Jahresendfeier mit Mitgliederehrungen

Nach einem ereignisreichen Jahr, feierte die SPD Luisenstadt am 13.12.2014 ihre traditionelle Jahresendfeier mit Mitgliederehrungen. Zu Gast waren die Bundestagsabgeordnete Cansel Kiziltepe, die beiden Mitglieder des Abgeordnetenhauses Björn Eggert und Sven Heinemann, der Fraktionsvorsitzende der SPD BVV-Fraktion in Friedrichshain-Kreuzberg Andy Hemke und die Abteilungsvorsitzende der SPD Südstern Anja Möbus.

In einem kurzen Rückblick auf das Jahr 2014 machte die Abteilungsvorsitzende Sevim Aydin insbesondere auf die Situation am Görlitzer Park aufmerksam und erklärte: „Für den Görlitzer Park müsse es ein Gesamtkonzept geben, das sowohl neue Nutzungsmöglichkeiten als auch Sozialarbeit und arbeitsmarktpolitische Maßnahmen vorsieht“.

Im Anschluss fanden die Mitgliederehrungen statt. Marianne Wetzel-Malik wurde für 65 Jahre Mitgliedschaft geehrt. Sie ist 1932 in Berlin-Charlottenburg geboren. Damit war ihre Kindheit durch die nationalsozialistische Schreckensherrschaft geprägt. Millionen Menschen haben in den zwölf Jahren der braunen Diktatur ihr Leben verloren. Ihre Familie blieb von dem Verbrechen nicht unverschont. So wurde ihr Großvater aufgrund der Sozialisten Gesetze von Bismarck aus Berlin verbannt und wegen seiner sozialdemokratischen Einstellung im Dritten Reich von der SA umgebracht. Er gehörte zu denjenigen, die die Arbeiterbewegung im 19.Jahrhundert mitgeprägt haben.

Marianne Wetzel-Malik kommt aus einer ursozialdemokratischen Familie. Auch der Vater war Sozialdemokrat und in den 50er Jahren Stadtrat für Volksbildung in Tempelhof. Diese Tradition hat sich bei den weiteren Generationen ihrer Familie fortgesetzt. Sie selbst ist 1949 in die SPD eingetreten und hat insbesondere zum Aufbau der „Sozialistischen Jugend Deutschland- Die Falken“ in Berlin beigetragen. In der SPD hatte sie diverse Funktionen und war auch in der AWO lange Jahre aktiv. Als Lehrerin lagen ihr die Jugend- und Bildungspolitik besonders am Herzen. Sie war lange Jahre Schulleiterin der Jens-Nydahl-Grundschule in Kreuzberg.
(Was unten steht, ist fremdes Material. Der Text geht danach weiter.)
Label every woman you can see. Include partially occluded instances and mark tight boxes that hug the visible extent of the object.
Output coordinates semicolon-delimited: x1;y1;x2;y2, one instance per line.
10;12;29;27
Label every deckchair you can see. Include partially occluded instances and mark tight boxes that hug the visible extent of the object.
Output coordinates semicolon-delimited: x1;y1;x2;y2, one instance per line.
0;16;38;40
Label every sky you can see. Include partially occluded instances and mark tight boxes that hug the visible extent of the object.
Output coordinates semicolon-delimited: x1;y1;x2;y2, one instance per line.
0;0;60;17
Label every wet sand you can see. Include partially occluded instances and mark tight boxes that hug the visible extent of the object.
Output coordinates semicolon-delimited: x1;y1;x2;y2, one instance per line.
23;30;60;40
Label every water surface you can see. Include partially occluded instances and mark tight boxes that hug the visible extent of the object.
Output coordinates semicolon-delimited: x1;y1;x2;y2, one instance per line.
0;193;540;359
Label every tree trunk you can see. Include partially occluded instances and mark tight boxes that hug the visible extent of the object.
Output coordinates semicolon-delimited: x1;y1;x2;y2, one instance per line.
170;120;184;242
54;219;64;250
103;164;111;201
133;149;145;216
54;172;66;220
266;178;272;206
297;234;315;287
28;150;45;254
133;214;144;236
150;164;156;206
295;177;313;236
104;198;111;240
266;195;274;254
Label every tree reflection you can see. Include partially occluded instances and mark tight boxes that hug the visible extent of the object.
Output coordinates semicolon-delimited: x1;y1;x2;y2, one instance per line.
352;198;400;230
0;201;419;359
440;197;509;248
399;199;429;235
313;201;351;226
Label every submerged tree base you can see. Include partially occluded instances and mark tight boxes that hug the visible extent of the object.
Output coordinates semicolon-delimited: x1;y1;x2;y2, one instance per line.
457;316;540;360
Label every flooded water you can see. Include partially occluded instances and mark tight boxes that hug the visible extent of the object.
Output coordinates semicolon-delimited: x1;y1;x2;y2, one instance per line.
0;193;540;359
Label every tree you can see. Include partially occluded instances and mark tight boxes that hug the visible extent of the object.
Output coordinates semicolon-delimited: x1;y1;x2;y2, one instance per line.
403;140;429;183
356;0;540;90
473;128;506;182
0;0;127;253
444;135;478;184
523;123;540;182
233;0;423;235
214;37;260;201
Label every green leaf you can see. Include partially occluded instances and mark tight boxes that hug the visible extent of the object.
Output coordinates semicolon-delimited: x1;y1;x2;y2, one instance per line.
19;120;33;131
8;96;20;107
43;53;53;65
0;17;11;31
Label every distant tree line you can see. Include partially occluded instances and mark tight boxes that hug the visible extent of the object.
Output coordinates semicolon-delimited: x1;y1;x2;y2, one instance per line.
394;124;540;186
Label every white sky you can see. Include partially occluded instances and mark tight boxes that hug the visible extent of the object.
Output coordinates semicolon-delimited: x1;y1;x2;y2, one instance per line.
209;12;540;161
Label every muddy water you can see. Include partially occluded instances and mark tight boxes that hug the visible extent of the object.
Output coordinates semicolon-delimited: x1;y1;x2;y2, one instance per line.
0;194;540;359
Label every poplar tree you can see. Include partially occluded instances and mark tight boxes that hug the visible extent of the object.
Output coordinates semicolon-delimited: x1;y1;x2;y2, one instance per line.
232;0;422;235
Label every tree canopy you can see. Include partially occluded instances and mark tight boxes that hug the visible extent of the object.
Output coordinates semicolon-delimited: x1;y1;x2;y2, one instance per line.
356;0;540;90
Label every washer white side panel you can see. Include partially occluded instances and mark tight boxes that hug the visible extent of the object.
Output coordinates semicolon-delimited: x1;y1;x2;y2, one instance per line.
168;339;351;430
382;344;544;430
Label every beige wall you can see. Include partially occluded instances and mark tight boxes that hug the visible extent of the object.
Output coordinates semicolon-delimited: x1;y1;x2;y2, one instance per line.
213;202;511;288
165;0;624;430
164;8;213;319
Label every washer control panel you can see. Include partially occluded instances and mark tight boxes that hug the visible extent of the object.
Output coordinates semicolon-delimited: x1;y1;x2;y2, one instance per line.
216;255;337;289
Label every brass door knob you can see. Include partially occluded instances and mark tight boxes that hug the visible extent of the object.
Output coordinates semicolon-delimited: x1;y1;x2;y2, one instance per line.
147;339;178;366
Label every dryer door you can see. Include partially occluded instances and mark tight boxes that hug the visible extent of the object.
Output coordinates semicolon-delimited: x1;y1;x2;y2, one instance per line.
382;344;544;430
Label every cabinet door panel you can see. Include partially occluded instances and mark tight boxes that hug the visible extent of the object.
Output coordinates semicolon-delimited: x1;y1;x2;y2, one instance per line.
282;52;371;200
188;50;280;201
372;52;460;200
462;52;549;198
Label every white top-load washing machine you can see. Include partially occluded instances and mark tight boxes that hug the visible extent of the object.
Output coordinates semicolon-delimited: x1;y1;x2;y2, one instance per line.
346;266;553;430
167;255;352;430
Des Weiteren wurde Hannelore Übelgünn für 40 Jahre Mitgliedschaft gewürdigt. Sie ist 1946 in Berlin-Neukölln geboren, lebt seit 1973 in Kreuzberg und ist vom Beruf Lehrerin. Ihre politische Aktivität begann sie als Studentin in der GEW. Schließlich ist sie 1949 – in einer Zeit, in der ihr Lieblingspolitiker Willy Brand wegen der Spionageaffäre seines persönlichen Referenten zurück getreten ist – der SPD beigetreten. In der SPD hatte sie unterschiedliche Funktionen und war von 1994 bis 1998 Bezirksverordnete in Kreuzberg. Hannelore hat sich insbesondere in der Schul- und Bildungspolitik eingebracht und das Konzept des Gesamtschulsystems mit initiiert und geprägt.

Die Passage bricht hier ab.